Mientras los seglares se llenaban de títulos, los frailes vigorizaban el prestigio de sus órdenes. Tampoco iban a quedar rezagados. Los tres conventos establecidos -con ambientes para la meditación y extensos campos para la explotación- eran los de Santo Domingo, San Francisco y La Merced. En el convento de La Merced se encerró Isidro Miranda. Exhibió su larga acción pastoral y fue aceptado. Era bueno que un hombre anciano que predicó, convirtió y enseñó junto al primer obispo de estas tierras brindase su sabiduría a la orden que tanto hizo por rescatar fieles de los sanguinarios moros y que ahora, en América, sufría alguna desorientación porque no había moros, sino indios.

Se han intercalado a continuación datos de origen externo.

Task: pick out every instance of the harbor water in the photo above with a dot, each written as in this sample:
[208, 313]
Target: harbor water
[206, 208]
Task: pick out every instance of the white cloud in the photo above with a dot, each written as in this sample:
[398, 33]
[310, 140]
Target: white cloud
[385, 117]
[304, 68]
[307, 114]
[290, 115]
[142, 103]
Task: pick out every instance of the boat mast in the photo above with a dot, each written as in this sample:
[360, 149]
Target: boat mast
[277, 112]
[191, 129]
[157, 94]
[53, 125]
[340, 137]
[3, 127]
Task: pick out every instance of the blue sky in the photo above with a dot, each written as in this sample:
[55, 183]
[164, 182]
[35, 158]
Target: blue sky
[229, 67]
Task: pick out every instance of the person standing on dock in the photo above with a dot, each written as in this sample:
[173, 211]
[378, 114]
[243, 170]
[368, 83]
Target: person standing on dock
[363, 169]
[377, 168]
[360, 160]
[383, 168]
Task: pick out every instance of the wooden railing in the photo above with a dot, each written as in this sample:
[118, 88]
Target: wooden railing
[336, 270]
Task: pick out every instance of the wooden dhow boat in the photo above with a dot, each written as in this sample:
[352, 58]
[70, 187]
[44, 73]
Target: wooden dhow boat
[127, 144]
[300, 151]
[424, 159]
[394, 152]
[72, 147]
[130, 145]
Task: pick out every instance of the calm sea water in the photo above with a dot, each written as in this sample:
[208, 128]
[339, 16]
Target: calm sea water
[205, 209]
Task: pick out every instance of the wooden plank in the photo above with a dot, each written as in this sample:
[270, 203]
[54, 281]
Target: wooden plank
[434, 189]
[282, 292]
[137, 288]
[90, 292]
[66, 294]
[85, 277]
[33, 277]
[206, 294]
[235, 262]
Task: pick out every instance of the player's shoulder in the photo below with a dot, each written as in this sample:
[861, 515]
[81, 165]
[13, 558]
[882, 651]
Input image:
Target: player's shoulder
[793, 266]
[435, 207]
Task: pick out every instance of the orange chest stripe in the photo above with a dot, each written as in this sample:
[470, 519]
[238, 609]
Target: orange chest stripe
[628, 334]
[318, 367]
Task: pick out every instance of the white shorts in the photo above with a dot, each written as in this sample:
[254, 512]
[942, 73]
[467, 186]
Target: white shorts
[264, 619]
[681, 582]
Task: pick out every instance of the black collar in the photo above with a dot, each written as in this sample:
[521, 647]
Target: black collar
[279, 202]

El convento franciscano, que era el más grande, se estaba preparando para recibir la visita de un exigente supervisor cuya fama de santidad se había extendido hasta los confines del Virreinato. Ese hombre justo solía recorrer las tribus de indios con un crucifijo en una mano y un desafinado rabel en la otra. Se le atribuían milagros. Era tan carniseco que se borraba de la vista. Pero tenía una voz poderosa. Se llamaba Francisco Solano. Diego Núñez da Silva lo había visto en la ciudad de La Rioja.
Finalmente se destacaba el convento de Santo Domingo en el cual vivía el fraile Bartolomé Delgado, quien ejercía el cargo de comisario [15]de la Inquisición. Fray Bartolomé fue siempre obeso, calvo y de una edad imprecisa. Su hábito dominico, de color blanco y negro, flotaba en torno a su cuerpo globuloso; para confeccionado se usó más tela que la requerida por media docena de hermanos. Trataba con dulzura a los vecinos y aparecía en sus casas sin aviso previo. En ocasiones llegaba para el almuerzo y en otras para la cena; también decía los buenos días en la temprana hora del desayuno o las buenas noches cuando ya se iban a acostar. Saludaba con una sonrisa e iba derecho a ubicarse junto a la mesa donde se servía algún plato, postre o simple fruta. Pero su objetivo no se limitaba a calmar la voracidad permanente, sino a generar una amable conversación. Era un artista de las charlas morosas y ocurrentes. Fray Bartolomé tenía conciencia de su habilidad y no sentía deuda por el vino y los platos que le servían. Además, él no hacía esas incansables visitas por ocio o gula, sino para cumplir una misión escabrosa: integraba la aguerrida orden dominicana que desde los comienzos funcionaba como privilegiado instrumento de la Inquisición y ésta, reconociendo la energía de su fe, lo había designado comisario en Córdoba. Tenía, pues, que aguzar sus sentidos para detectar las herejías que se filtraban insidiosamente en la vida pública y privada. Nada más correcto que introducirse entonces en la privacidad de las gentes, en sus patios, comedores, haciendas y hasta en sus dormitorios para captar un indicio sutil del demonio. Las pláticas sobre aventuras, chismes, negocios e historias fantásticas permitían descubrir gustos, inclinaciones y hasta un secreto ritual que su memoria registraba implacablemente.